I'm going to donate some home grown eggs to the Community Kitchen today. I'm thinking of including a seed packet in each carton of eggs. Maybe somebody will get the message. The food banks are starting to bug me because of the standard procedure where the well-heeled hand out the food to the poor. Why don't the recipients organize and hand out the food to each other? That would be much more empowering and have more dignity I would think.

1/19/2009 12:24 PM  
Anonymous Anonymous said...

I've just re-discovered your blog, I'm not sure where I happened upon it originally, and I'm resonating with many of your thoughts. My husband is originally from Birmingham, and we are wannabe farmers living in Oregon. We have a constant debate about attempting farming in AL or here in OR.

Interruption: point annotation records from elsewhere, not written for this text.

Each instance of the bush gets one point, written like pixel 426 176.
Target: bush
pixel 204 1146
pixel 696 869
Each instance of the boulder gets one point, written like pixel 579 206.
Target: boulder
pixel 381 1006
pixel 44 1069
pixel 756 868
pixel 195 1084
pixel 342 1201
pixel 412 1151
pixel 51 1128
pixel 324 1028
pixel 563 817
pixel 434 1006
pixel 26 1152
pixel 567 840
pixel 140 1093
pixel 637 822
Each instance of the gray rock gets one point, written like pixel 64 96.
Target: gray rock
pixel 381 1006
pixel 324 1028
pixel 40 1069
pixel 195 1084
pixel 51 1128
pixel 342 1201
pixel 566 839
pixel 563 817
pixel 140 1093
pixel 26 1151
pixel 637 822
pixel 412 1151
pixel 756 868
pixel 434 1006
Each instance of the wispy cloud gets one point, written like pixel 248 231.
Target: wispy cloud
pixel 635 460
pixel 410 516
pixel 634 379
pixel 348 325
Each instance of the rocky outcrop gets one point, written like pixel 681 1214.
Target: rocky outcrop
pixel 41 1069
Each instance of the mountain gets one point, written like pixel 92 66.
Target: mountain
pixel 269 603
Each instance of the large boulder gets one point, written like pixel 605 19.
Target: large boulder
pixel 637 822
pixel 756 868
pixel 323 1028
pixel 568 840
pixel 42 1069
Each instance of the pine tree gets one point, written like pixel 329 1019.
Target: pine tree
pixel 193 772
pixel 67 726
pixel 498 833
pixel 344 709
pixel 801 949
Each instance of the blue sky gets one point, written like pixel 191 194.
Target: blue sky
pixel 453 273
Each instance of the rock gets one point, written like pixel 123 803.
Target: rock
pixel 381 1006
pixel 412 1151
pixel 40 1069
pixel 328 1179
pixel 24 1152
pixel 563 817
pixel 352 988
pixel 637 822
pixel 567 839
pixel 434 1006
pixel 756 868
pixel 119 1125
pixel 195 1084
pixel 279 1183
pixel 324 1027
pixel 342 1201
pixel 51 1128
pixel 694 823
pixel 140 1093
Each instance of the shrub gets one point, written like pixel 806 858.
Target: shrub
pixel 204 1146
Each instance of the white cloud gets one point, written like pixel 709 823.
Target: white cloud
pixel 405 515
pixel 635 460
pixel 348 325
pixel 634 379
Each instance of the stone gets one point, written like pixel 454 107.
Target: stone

Anyhow, I find it intriguing that the local food bank is refusing fresh food. Our local food bank encourages a "grow a row" program where local gardeners grow a little extra to donate. I wonder if the director would be willing to work with community members who are willing to stage the distribution as well? I realize you may not be able to undertake this yourself, but I would be intrigued to see community members with extra produce distributing it themselves (perhaps setting up a convenient location and spreading the word around town that free food is available there on a specific date/time), and I wonder how long it would take the food bank to catch on? Thanks for these recent thoughts.

1/19/2009 1:44 PM  
Blogger SoapBoxTech said...

This kind of thing is, indeed, bothersome and runs rampant in our wonderful society. Picture the amount of banquets that take place every day across our continent. Now think about what happens to the leftovers from each of those banquets.

One of my best friend's got married a few years back and the catering was all fantastic Ukrainian food. But I saw how much food went uneaten (dumpsterized) at all 3 of the catered gatherings...and each time I left the hall to see a homeless fellow sleeping under the heating duct outside the CHURCH hall. I thought it would be so nice if there was some place that the excess food could be taken, to provide sustenance to the poor that very night. And then I pondered just how few people would be willing to make the little extra effort to get that food to such a place. I know a few here and there would be willing but I know I would be disgusted to know just how few.

Gosh I hope this "new human consciousness" comes fast...

Peace to you, RAS, and to all.

1/19/2009 7:21 PM  
Blogger SoapBoxTech said...

Oh, I also wanted to say that while I have to admit I do not price-watch as I should, I DID notice that the last purchase of my typical toilet paper brand was of far inferior quality as well.


We'll all be back to shit-rags soon.